Sorun terör mü?
Mahir KAYNAK 26 Haziran 2007
Bazıları için böyle bir soru sormak bile olumsuz duygu ve düşüncelerin oluşması için yeterli. Her gün şehit cenazeleri kaldırılırken, yakınlarının acıları yürekleri dağlarken başka ne sorunumuz olabilir ki diyeceklerdir. Terörün bir sorun olmadığını söylemiyorum ama olayı terörle sınırlandırmanın kalıcı sonuçları göz ardı etmemize neden olacağını düşünüyorum.
Terör örgütü ülkemizi bölmek, bağımsız bir devlet kurmak istiyor derken önce böyle bir devletin nasıl kurulacağını teorik düzeyde incelememiz gerekir. Bu çaptaki devletler bölgedeki halklar tarafından kurulmazlar ve onların bir hamisi olması gerekir. Bu nedenle ilk iş kimin himayesinde olacaklarını tespit etmektir. Bu konuda bizim itham etmediğimiz güç yoktur, ABD ve AB’den başlayarak çevredeki birçok ülkenin bu rolü oynadıklarını söyledik.
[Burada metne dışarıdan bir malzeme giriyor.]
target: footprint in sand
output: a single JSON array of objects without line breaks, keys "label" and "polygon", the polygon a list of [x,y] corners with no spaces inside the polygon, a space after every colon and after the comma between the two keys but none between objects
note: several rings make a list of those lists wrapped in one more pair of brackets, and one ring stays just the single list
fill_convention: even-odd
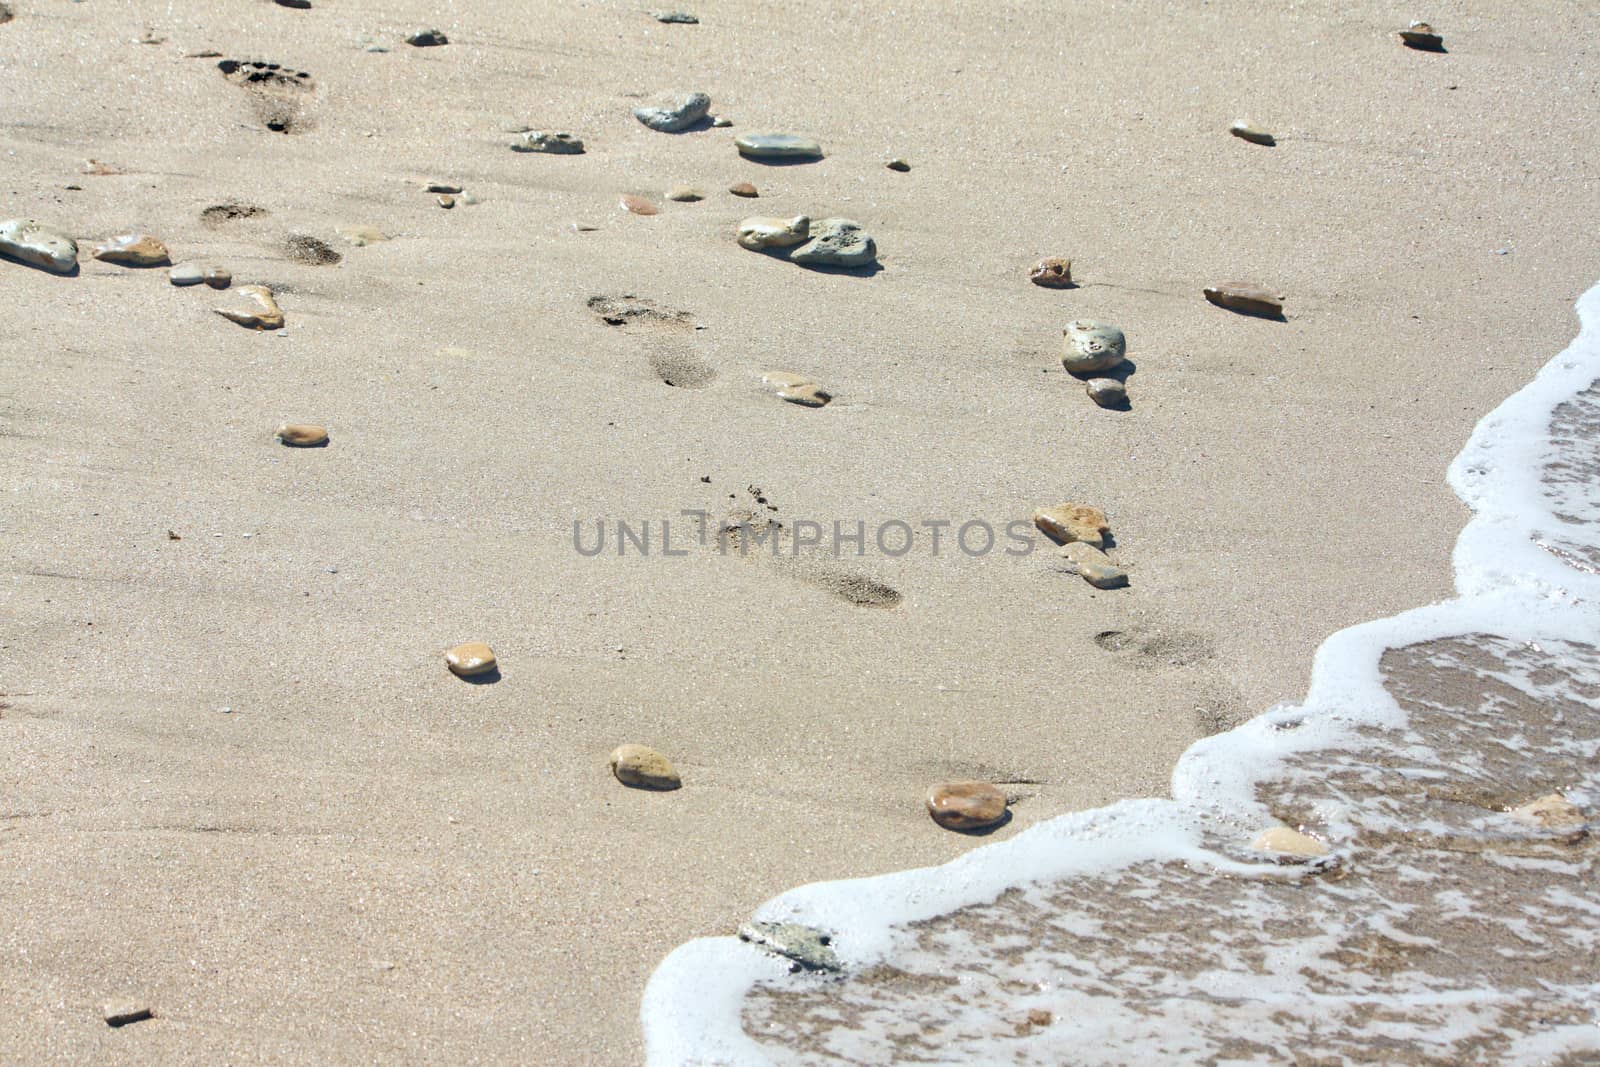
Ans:
[{"label": "footprint in sand", "polygon": [[768,514],[776,507],[754,486],[749,492],[764,510],[736,508],[728,512],[718,534],[724,556],[747,563],[764,562],[778,574],[831,593],[860,608],[892,608],[905,599],[894,586],[846,563],[814,553],[797,553],[788,527]]},{"label": "footprint in sand", "polygon": [[223,204],[212,204],[200,212],[200,221],[208,230],[220,230],[230,222],[237,222],[239,219],[253,219],[258,215],[265,214],[267,214],[267,209],[264,207],[229,201]]},{"label": "footprint in sand", "polygon": [[1102,630],[1094,643],[1107,652],[1131,651],[1141,667],[1192,667],[1217,654],[1211,638],[1191,630]]},{"label": "footprint in sand", "polygon": [[310,125],[307,106],[316,83],[303,70],[257,59],[223,59],[222,76],[250,94],[256,117],[274,133],[299,133]]},{"label": "footprint in sand", "polygon": [[658,308],[632,293],[620,297],[592,296],[589,310],[607,326],[637,334],[645,347],[650,370],[678,389],[704,389],[717,378],[716,368],[689,347],[694,323],[687,311]]}]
Bu bizim dünyadaki gelişmeleri doğru değerlendirmediğimiz ve ne çatışmanın konusunu ne de taraflarını bilmediğimiz anlamına gelir.
Her yeni devlet birisiyle mücadele ederek kurulur yani öteki sayacağı ve mücadele ederek zafer kazanacağı birine ihtiyacı vardır. Bu hem başlangıç için hem de ileride oynayacağı rol açısından gereklidir. Eğer bu düşman Türkiye olursa ve bizimle çatışarak bir devlet kurulursa yeni oluşumun başka bir bölgesel güce yakın olacağı ya da uzaktaki büyük bir gücün himayesinde olacağı anlaşılır. Bu güç, sanıldığı gibi İsrail ya da ABD olamaz. Çünkü böyle bir himaye bu ülkelerin Türkiye ile hasım olmaları sonucunu doğurur ve bu her iki ülke için de kabul edilemez ama bir Avrupa ülkesi böyle bir rolü üstlenebilir.
Genel eğilim Kürt hareketinin içinde kim varsa onu itham etmektir ancak bu yol yanlıştır. Ben hareketin içinde herkesin olmasının doğal olduğunu, kimsenin böyle bir potansiyeli başkasına bırakmayacağını düşünürüm ama bu hareketin karşısına kimi aldığına göre politikalarını belirlerim. Böyle bir hareket çok farklı hedeflere yönelebilir. Mesela emperyalizmle savaştığını söyleyerek ABD’ni ya da tüm Batıyı karşısına alabilir, İran’a yönelebilir ya da hasım olarak ülkemizi alabilir. Böylece tek bir hareket çok farklı siyasi sonuçlar doğurabilir.
Biz olumsuz bir hareketi yok etmeye çalışırız. Oysa bu bir sel gibi algılanabilir ve suların yönü uygun bir mecraya çevrilebilir. Kürt hareketi başından beri en az bizi tehdit edecek bir oluşumdu ama onu başka yönlere çevirecek yerde bize doğru akmasına adeta çanak tuttuk. Var olanı yok saymak yerine her iki taraf açısından en uygun olanın birliktelik olduğunu anlatabilirdik.
Şimdi bu hareketin içinde kim var, kimler destekliyor sorusunu bir yana bırakıp kimi hasım alıyorlar sorusuna cevap aramalıyız. Burada husumetle eylemleri değil siyasi olarak kiminle mücadele ettiğini, eğer farklı taraflar varsa bunlardan hangisinin ülkemizi öteki haline getirmeye çalıştığını tespit etmek gerekir.
Kandil Dağı’nda üslenip Kuzey Anadolu’ya kadar eylemlerini uzatan, Avrupa’da televizyon kurabilen, örgütün finansmanını ve yönetimini sağlayan güç, bu topraklarda yetişen eğitimsiz insanlar mı yoksa arka planında gelişmiş bir akıl mı var ve bu kim sorusunu cevaplandırdıktan sonra politik hedeflerini anlamak gerekir. Bunlardan hangisiyle ortak, hangisiyle hasım olacağına karar vermek hepsiyle mücadele etmekten daha kolaydır ve olumsuzluklar sanıldığından daha azdır.